Monopar’s ALXN1840 Secures Rare Pediatric Disease Designation, Potential PRV
MNPR•The FDA granted Rare Pediatric Disease designation to ALXN1840, Monopar’s late-stage Wilson disease candidate, potentially unlocking a pediatric Priority Review Voucher upon NDA approval. Phase 3 data across 266 patients and 645 patient-years showed rapid, sustained copper mobilization versus standard of care over 48 weeks.
1. FDA Grants Rare Pediatric Disease Designation
The FDA has granted Rare Pediatric Disease designation to ALXN1840 for the treatment of Wilson disease, qualifying Monopar to receive a pediatric Priority Review Voucher upon NDA approval. RPD status applies to serious conditions primarily affecting patients under 18 and can shorten FDA review by several months.
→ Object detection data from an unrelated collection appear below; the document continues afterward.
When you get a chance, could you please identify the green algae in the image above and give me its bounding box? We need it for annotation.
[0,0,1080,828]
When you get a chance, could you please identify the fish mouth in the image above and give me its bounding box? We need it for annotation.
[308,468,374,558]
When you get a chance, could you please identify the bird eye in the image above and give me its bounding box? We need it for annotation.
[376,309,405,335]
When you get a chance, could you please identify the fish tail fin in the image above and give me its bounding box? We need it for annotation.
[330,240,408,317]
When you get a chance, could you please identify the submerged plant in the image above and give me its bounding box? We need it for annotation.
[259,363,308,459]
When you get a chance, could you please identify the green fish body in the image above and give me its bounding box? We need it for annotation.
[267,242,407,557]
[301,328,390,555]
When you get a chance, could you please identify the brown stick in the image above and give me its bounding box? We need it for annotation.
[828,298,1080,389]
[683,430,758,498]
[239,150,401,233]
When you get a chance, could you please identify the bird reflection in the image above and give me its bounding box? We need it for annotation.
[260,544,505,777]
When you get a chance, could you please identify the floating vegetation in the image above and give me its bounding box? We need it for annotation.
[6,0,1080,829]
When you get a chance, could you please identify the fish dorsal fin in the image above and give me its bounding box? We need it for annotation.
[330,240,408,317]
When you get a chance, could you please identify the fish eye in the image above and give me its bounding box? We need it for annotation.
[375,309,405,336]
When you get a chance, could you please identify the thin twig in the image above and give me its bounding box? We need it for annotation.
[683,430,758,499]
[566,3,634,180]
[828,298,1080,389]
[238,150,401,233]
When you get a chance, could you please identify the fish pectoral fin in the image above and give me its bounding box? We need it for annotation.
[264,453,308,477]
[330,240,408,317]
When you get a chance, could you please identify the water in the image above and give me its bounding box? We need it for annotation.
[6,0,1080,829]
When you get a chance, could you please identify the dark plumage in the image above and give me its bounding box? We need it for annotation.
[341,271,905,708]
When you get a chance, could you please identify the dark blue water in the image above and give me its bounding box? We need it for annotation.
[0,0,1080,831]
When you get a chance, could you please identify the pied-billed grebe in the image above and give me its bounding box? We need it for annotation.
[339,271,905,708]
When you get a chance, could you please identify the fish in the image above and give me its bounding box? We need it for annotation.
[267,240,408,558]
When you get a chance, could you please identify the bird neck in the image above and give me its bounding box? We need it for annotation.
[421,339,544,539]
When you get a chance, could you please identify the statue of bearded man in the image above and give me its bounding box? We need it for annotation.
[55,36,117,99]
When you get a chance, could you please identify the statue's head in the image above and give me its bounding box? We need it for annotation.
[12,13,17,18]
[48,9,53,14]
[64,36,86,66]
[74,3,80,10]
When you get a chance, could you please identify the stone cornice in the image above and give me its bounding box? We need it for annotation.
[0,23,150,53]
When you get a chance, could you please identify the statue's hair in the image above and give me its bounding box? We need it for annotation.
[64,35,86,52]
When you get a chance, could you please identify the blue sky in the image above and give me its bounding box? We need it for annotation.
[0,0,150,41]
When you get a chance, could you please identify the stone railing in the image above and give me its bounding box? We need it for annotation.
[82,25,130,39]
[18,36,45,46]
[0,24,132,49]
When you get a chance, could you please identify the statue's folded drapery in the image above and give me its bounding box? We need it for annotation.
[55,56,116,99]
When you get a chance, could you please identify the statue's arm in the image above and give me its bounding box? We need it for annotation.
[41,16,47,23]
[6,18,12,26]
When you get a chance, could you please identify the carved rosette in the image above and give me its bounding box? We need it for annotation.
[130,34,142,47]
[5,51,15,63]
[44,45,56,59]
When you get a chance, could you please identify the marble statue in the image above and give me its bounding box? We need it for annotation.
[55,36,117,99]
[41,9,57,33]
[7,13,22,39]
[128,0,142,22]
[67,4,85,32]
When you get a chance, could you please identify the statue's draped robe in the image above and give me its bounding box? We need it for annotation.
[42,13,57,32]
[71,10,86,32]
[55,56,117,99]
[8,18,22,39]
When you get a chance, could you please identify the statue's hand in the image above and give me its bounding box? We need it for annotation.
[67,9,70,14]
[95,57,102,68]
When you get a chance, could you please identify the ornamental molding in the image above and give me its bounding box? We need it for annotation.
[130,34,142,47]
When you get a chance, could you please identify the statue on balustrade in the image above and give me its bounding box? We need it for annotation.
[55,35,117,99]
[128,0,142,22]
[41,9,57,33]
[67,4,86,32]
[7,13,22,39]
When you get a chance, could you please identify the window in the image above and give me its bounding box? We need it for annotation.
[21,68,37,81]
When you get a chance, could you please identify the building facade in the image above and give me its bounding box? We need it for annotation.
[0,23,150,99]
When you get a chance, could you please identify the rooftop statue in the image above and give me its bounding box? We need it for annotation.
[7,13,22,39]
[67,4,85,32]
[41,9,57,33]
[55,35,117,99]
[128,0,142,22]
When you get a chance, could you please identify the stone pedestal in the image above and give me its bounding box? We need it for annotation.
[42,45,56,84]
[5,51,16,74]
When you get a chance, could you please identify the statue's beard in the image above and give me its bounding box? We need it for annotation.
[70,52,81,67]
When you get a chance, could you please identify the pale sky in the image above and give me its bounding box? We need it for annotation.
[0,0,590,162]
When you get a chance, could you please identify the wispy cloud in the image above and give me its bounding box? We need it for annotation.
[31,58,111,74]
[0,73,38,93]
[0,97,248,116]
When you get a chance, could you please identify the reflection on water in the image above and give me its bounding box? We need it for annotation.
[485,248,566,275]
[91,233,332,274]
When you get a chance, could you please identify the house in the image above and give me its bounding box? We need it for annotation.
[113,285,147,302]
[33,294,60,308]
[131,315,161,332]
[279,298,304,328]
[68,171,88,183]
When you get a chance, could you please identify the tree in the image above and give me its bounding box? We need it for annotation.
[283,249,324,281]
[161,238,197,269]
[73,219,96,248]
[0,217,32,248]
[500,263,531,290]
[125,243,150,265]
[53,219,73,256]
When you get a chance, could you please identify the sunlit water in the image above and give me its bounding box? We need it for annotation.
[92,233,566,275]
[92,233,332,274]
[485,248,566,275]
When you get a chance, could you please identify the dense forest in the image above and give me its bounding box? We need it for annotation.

2. Phase 3 Trial Demonstrates Efficacy
In the pivotal Phase 3 study, ALXN1840 achieved rapid and sustained copper mobilization over 48 weeks in 266 patients across 645 patient-years, significantly outperforming standard of care. The therapy also showed a favorable safety and tolerability profile in both previously treated and treatment-naïve cohorts.
3. Outlook and Strategic Implications
Monopar can leverage the potential Priority Review Voucher for accelerated review of future marketing applications or monetization through sale. The RPD designation enhances ALXN1840’s regulatory profile and bolsters the company’s position in the rare disease market.